Je songe par exemple à cette galette des rois au cours de laquelle Macron en a profité pour gifler à nouveau les gilets-jaunes. Chacun a bien compris le message présidentiel quand il dit : “Les troubles que notre société traverse sont aussi parfois dus, liés au fait que beaucoup trop de nos concitoyens pensent qu’on peut obtenir sans que cet effort soit apporté. Parfois on a trop souvent oublié qu’à côté des droits de chacun dans la République – et notre République n’a rien à envier à beaucoup d’autres – il y a des devoirs. Et s’il n’y a pas ce sens de l’effort, le fait que chaque citoyen apporte sa pierre à l’édifice par son engagement au travail.”

Cette déclaration est un authentique crachat lancé au visage de ceux qui, à la moitié du mois, alors qu’ils travaillent dur et ne sont ni des professionnels de l’allocation ni des assistés, ne peuvent plus faire face aux dépenses de base !

Après l’illettrisme, l’alcoolisme, le tabagisme, l’intelligence limitée des pauvres face à sa pensée complexe, les gens qui ne sont rien parce qu’ils n’ont rien, voilà une nouvelle variation sur le thème du mépris : la fainéantise des gens modestes. Qui crée la haine ? Qui la sème ? Qui ne cesse d’en faire usage ? Qui l’excite et l’énerve alors qu’il en est son pouvoir de la calmer ?

Je ne cesse de dire que notre époque s’effondre sous les coups de boutoirs de la moraline.
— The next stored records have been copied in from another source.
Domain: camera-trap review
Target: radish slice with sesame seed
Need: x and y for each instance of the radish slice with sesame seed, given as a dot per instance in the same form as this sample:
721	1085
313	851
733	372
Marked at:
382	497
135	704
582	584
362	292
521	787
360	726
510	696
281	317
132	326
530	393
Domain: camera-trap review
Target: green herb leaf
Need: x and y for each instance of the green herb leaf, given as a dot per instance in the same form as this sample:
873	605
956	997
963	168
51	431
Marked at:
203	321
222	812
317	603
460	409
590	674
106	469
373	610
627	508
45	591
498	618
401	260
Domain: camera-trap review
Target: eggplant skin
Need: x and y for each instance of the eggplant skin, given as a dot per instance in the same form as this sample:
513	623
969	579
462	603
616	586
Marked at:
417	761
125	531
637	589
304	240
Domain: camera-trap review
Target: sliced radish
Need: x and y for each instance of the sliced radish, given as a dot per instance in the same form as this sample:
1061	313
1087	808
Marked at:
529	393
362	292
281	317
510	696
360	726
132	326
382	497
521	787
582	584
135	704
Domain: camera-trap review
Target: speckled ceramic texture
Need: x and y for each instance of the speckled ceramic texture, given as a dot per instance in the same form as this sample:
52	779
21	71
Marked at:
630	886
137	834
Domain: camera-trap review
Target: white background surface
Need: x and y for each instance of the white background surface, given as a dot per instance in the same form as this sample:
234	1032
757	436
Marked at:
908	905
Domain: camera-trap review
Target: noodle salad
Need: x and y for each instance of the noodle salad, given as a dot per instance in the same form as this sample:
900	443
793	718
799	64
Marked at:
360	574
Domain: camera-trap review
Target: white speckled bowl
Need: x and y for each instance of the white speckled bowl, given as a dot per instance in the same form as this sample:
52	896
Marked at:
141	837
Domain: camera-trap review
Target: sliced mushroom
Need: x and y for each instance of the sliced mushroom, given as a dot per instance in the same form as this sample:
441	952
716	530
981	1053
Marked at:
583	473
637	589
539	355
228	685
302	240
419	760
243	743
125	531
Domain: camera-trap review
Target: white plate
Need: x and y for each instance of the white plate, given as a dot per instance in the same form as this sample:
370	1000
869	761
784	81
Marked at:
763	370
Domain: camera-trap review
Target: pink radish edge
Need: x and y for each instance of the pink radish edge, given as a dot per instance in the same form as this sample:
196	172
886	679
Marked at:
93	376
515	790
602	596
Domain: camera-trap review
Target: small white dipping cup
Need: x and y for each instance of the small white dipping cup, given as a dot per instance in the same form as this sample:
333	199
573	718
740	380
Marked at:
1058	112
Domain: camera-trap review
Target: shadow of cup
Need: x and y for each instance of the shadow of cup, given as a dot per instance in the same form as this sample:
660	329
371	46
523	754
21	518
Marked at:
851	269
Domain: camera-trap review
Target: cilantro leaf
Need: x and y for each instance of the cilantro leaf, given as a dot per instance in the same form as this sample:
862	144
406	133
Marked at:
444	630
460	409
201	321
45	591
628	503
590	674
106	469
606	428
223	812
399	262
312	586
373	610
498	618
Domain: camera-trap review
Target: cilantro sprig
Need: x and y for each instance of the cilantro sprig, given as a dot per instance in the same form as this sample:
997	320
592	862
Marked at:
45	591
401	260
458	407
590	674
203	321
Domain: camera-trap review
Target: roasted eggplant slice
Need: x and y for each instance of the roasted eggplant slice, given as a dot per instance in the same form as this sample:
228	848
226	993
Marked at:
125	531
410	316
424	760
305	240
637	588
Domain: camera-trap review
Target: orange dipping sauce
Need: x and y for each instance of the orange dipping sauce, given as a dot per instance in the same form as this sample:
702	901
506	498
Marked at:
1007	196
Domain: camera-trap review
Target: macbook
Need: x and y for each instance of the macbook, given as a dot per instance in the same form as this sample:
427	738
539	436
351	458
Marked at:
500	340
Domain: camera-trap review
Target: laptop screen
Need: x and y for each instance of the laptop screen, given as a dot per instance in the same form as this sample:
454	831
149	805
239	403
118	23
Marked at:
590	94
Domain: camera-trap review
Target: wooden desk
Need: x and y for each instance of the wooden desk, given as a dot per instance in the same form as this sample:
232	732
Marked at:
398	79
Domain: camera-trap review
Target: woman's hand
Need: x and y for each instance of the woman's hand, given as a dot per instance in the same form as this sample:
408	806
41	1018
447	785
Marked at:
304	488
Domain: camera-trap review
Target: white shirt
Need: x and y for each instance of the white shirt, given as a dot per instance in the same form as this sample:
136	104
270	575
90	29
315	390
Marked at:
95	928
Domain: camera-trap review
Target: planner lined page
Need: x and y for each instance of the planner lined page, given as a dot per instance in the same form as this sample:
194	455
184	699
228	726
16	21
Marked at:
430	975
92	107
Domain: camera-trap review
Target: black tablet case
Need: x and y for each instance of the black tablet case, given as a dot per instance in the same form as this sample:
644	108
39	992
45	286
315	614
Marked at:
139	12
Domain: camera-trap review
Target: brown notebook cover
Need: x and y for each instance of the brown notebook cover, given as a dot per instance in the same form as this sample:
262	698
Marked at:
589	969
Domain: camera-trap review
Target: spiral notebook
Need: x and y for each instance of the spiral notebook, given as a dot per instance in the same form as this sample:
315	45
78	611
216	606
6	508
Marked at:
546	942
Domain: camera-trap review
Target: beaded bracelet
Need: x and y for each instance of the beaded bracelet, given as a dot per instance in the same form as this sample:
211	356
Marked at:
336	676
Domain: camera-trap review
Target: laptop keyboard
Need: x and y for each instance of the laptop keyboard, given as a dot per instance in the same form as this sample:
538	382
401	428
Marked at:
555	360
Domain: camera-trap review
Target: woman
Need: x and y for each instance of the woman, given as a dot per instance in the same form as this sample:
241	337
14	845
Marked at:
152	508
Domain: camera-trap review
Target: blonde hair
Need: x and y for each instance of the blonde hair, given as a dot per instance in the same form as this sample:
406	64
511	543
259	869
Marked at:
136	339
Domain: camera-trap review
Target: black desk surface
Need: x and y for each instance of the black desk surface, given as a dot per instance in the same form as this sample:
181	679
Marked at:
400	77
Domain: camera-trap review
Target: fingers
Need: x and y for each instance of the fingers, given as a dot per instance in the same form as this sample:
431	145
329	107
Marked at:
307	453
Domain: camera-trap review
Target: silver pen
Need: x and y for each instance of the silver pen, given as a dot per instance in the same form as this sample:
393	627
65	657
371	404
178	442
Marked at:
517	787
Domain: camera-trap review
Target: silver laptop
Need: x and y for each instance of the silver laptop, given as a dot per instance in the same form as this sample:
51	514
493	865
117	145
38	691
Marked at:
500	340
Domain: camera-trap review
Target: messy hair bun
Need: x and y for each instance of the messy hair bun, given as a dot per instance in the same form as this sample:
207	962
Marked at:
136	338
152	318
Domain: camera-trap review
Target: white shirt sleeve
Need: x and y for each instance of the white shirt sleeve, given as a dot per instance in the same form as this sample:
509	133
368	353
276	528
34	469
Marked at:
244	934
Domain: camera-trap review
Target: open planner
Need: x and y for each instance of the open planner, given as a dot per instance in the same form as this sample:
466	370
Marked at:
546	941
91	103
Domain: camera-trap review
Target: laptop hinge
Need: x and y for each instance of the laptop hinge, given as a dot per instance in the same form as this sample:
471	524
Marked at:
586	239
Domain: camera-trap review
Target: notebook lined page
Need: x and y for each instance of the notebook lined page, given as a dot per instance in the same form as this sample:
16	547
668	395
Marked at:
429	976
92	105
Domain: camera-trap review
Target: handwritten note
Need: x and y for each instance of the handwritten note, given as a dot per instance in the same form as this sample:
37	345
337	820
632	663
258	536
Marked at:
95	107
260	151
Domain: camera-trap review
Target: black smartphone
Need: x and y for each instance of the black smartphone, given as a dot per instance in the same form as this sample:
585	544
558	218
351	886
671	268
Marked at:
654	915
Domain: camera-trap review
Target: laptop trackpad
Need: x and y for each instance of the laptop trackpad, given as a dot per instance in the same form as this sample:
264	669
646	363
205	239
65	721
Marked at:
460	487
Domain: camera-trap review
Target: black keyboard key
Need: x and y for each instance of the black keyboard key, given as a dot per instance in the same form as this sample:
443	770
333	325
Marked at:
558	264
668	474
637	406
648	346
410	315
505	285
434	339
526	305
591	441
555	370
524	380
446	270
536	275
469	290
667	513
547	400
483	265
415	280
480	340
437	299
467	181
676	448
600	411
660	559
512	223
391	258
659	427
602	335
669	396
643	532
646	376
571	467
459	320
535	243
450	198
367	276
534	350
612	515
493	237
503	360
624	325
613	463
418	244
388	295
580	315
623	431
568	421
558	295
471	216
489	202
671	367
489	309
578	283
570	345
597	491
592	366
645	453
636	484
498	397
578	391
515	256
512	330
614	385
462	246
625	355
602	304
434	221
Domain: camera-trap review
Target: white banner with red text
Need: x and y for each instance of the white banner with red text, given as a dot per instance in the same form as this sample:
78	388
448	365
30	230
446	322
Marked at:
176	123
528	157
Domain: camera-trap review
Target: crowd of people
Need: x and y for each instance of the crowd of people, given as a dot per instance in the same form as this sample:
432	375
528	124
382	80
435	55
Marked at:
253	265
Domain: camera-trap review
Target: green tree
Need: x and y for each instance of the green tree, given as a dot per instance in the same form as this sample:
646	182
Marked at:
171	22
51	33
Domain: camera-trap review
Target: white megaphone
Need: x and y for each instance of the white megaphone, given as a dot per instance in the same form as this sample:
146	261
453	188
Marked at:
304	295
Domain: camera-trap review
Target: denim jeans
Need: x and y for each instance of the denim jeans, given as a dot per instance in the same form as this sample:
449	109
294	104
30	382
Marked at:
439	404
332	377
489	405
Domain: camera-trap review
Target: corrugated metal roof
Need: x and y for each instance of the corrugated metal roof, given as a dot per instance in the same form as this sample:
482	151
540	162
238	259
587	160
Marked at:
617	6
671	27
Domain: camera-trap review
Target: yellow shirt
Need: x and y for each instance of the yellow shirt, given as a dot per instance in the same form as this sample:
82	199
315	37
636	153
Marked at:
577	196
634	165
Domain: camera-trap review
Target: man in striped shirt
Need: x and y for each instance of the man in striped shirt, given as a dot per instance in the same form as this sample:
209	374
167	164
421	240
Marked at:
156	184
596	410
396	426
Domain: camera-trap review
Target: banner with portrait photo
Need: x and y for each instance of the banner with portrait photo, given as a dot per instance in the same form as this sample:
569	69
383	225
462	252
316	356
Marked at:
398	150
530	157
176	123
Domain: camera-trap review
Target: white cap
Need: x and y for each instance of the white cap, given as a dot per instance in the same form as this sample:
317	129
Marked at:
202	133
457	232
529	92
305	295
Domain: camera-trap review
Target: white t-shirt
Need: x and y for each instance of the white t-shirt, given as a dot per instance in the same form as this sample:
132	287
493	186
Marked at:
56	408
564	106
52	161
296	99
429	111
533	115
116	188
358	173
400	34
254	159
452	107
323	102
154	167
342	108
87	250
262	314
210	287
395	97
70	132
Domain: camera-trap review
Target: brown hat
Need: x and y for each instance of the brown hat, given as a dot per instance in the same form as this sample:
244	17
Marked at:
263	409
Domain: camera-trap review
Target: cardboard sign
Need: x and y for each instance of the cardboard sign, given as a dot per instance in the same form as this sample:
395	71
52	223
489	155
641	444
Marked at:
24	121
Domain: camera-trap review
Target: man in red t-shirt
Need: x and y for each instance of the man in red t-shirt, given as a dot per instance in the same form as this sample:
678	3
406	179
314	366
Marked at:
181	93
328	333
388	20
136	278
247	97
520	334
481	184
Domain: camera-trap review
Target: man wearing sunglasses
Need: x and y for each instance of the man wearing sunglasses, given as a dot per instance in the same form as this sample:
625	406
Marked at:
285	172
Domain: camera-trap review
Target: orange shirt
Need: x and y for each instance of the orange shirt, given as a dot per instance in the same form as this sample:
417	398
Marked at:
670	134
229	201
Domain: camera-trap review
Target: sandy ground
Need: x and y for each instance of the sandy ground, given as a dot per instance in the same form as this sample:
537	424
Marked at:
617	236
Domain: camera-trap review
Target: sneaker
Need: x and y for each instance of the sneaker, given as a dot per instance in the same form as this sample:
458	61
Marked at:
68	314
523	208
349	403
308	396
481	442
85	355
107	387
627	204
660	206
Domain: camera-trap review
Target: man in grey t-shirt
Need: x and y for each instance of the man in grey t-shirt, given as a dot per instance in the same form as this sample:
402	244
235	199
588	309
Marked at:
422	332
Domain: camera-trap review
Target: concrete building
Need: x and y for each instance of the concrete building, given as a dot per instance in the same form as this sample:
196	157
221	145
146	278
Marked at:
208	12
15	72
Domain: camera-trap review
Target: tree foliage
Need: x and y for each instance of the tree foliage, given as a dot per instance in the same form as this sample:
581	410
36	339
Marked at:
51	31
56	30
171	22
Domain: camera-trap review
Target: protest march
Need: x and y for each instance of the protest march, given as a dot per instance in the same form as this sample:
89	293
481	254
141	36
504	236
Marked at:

Nos temps ont mis derrière elle la généalogie qui, jadis, avec les Lumières en un autre moment emblématique, permettait de se demander d’où venaient les choses et non s’il fallait en rire ou en pleurer comme les esprits contaminés par la moraline ne cessent de faire aujourd’hui.

Les chaînes d’information continue attendent la cogne, elles guettent la castagne, elles s’impatientent devant les foules calmes : c’est leur nourriture. Des crétins qu’on nous présente comme des journalistes -l’un d’entre eux n’a cessé de parler la veille des “planches en bois” apposées sur les vitrines des banques…- sont à l’affût du moindre vélo retourné ou de la moindre poubelle répandue sur le sol afin d’envoyer le message de la Présidence et du ministère de l’Intérieur : les gilets-jaunes sont violents.

Hors dictatures, on n’avait jamais vu à un tel point la collusion entre pouvoir d’Etat et journalisme."